Si je ne le connaissais pas, je croirais qu’il découvre lui aussi Las Vegas la nuit, en altitude. Il aime sa ville, il en est fier, et on le sent juste à l’intonation de sa voix quand il en parle.

— Tu n’as pas répondu à ma question. Comment es-tu certain…

— Carly, je l’ai vue sur ton téléphone, en France et en Guadeloupe. Tu mets toujours la même : Lana, Matt et Clément. Tu vois les fontaines, là-bas ? reprend-il en désignant des murs de jets d’eau, plus bas. Elles sont l’objet d’un spectacle, nous y assisterons, je suis sûre que tu seras émerveillée. Tous les touristes le sont.

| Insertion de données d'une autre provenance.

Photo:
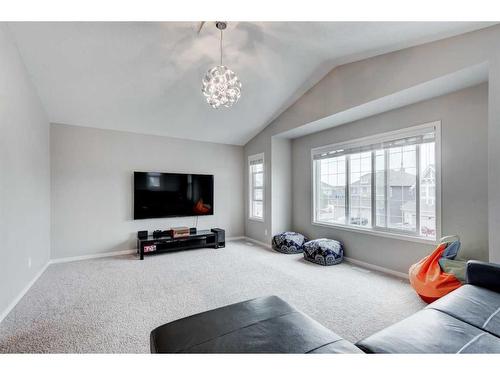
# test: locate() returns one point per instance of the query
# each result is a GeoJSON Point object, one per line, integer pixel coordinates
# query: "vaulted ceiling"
{"type": "Point", "coordinates": [145, 77]}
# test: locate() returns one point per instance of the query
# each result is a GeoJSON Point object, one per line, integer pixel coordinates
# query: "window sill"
{"type": "Point", "coordinates": [256, 219]}
{"type": "Point", "coordinates": [372, 232]}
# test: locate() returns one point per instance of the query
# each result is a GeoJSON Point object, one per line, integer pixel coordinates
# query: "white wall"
{"type": "Point", "coordinates": [24, 177]}
{"type": "Point", "coordinates": [92, 186]}
{"type": "Point", "coordinates": [464, 176]}
{"type": "Point", "coordinates": [353, 85]}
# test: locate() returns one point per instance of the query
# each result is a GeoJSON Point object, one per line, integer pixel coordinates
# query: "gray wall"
{"type": "Point", "coordinates": [281, 204]}
{"type": "Point", "coordinates": [352, 85]}
{"type": "Point", "coordinates": [464, 176]}
{"type": "Point", "coordinates": [24, 176]}
{"type": "Point", "coordinates": [92, 184]}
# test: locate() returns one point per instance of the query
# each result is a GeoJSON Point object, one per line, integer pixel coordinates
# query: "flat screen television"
{"type": "Point", "coordinates": [172, 194]}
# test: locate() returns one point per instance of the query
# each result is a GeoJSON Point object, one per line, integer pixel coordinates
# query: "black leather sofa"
{"type": "Point", "coordinates": [464, 321]}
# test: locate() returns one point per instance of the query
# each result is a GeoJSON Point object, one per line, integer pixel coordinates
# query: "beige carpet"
{"type": "Point", "coordinates": [111, 304]}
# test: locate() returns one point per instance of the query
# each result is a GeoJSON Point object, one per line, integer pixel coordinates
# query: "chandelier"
{"type": "Point", "coordinates": [221, 85]}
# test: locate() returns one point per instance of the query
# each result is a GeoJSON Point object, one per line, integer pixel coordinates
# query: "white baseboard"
{"type": "Point", "coordinates": [377, 268]}
{"type": "Point", "coordinates": [16, 300]}
{"type": "Point", "coordinates": [236, 238]}
{"type": "Point", "coordinates": [92, 256]}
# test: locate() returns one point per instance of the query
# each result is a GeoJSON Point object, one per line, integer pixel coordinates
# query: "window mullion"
{"type": "Point", "coordinates": [417, 190]}
{"type": "Point", "coordinates": [386, 187]}
{"type": "Point", "coordinates": [348, 185]}
{"type": "Point", "coordinates": [373, 193]}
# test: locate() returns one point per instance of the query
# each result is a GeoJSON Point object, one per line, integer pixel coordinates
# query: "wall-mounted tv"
{"type": "Point", "coordinates": [172, 194]}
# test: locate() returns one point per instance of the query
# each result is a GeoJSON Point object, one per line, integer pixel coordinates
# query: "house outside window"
{"type": "Point", "coordinates": [387, 183]}
{"type": "Point", "coordinates": [256, 187]}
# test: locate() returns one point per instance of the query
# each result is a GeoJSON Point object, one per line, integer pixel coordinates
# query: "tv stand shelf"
{"type": "Point", "coordinates": [201, 239]}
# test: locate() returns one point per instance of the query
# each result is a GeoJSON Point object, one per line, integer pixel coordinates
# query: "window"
{"type": "Point", "coordinates": [385, 183]}
{"type": "Point", "coordinates": [256, 190]}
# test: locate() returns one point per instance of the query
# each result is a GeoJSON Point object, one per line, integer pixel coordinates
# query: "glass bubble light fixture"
{"type": "Point", "coordinates": [220, 85]}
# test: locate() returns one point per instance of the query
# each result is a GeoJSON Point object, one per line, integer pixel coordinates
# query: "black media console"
{"type": "Point", "coordinates": [204, 238]}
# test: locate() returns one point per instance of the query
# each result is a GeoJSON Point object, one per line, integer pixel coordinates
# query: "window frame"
{"type": "Point", "coordinates": [376, 230]}
{"type": "Point", "coordinates": [251, 187]}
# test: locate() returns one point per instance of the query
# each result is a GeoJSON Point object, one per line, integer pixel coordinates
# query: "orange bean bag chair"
{"type": "Point", "coordinates": [428, 280]}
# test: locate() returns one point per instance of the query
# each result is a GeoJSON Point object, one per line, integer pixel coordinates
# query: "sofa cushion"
{"type": "Point", "coordinates": [474, 305]}
{"type": "Point", "coordinates": [431, 331]}
{"type": "Point", "coordinates": [262, 325]}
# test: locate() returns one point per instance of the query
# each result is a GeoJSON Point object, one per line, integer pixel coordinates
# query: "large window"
{"type": "Point", "coordinates": [385, 183]}
{"type": "Point", "coordinates": [256, 188]}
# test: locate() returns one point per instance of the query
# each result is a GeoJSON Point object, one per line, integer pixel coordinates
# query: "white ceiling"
{"type": "Point", "coordinates": [145, 77]}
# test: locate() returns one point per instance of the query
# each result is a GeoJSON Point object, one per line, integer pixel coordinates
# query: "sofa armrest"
{"type": "Point", "coordinates": [483, 274]}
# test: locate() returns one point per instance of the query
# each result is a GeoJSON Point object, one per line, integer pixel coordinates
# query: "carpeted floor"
{"type": "Point", "coordinates": [111, 304]}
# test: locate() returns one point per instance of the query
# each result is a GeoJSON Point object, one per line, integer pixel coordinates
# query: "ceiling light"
{"type": "Point", "coordinates": [221, 85]}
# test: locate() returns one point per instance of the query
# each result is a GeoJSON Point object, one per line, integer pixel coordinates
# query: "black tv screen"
{"type": "Point", "coordinates": [172, 194]}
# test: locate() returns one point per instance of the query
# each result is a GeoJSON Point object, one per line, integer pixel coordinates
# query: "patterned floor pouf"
{"type": "Point", "coordinates": [289, 242]}
{"type": "Point", "coordinates": [324, 251]}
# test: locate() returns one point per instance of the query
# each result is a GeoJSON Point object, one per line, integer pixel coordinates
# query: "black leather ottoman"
{"type": "Point", "coordinates": [262, 325]}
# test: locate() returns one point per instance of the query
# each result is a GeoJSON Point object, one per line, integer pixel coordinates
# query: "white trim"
{"type": "Point", "coordinates": [237, 238]}
{"type": "Point", "coordinates": [376, 268]}
{"type": "Point", "coordinates": [372, 231]}
{"type": "Point", "coordinates": [92, 256]}
{"type": "Point", "coordinates": [379, 233]}
{"type": "Point", "coordinates": [16, 300]}
{"type": "Point", "coordinates": [377, 138]}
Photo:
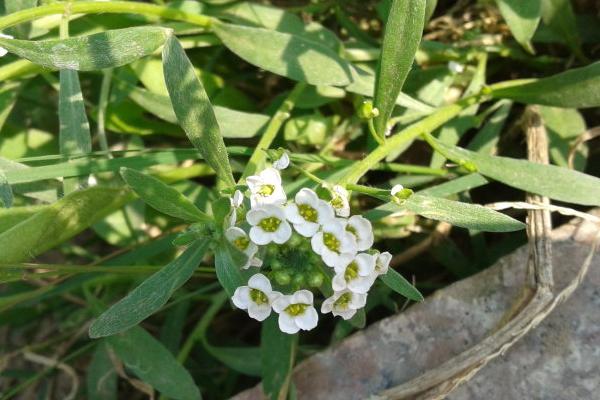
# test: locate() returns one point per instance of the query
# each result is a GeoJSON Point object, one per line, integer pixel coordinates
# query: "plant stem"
{"type": "Point", "coordinates": [426, 125]}
{"type": "Point", "coordinates": [96, 7]}
{"type": "Point", "coordinates": [259, 156]}
{"type": "Point", "coordinates": [102, 105]}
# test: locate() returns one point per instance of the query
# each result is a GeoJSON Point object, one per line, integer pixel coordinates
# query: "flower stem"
{"type": "Point", "coordinates": [96, 7]}
{"type": "Point", "coordinates": [258, 158]}
{"type": "Point", "coordinates": [426, 125]}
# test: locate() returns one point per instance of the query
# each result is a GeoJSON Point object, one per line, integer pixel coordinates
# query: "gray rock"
{"type": "Point", "coordinates": [560, 359]}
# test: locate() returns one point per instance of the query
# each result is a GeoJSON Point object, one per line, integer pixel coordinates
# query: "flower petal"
{"type": "Point", "coordinates": [287, 324]}
{"type": "Point", "coordinates": [241, 297]}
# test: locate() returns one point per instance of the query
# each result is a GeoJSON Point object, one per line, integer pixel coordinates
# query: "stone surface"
{"type": "Point", "coordinates": [560, 359]}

— Ton casino est où dans cette jungle de lumières ?

— Devant les fontaines.

C’est une blague ? Que signifie cette réponse évasive ? Je surprends son reflet dans la vitre. Il est fasciné, sous le charme, encore une fois. Je surprends son regard émerveillé quand je me tourne vers lui, juste avant qu’il pose les yeux sur moi. Serait-il à l’origine du show aquatique que je crois discerner au loin ? Et les bâtiments dorés, juste derrière, composeraient-ils le Serenissima ?

— Viens, dit-il en s’emparant de ma main pour m’entrainer à quelques pas.

Dans une position identique à celle d’avant, il désigne la Strat, à travers la vitre, le restaurant où nous avons diné.

Le décor est splendide, vraiment, mais je ne peux m’empêcher de me demander combien une ville d’une telle envergure peut consommer en énergie.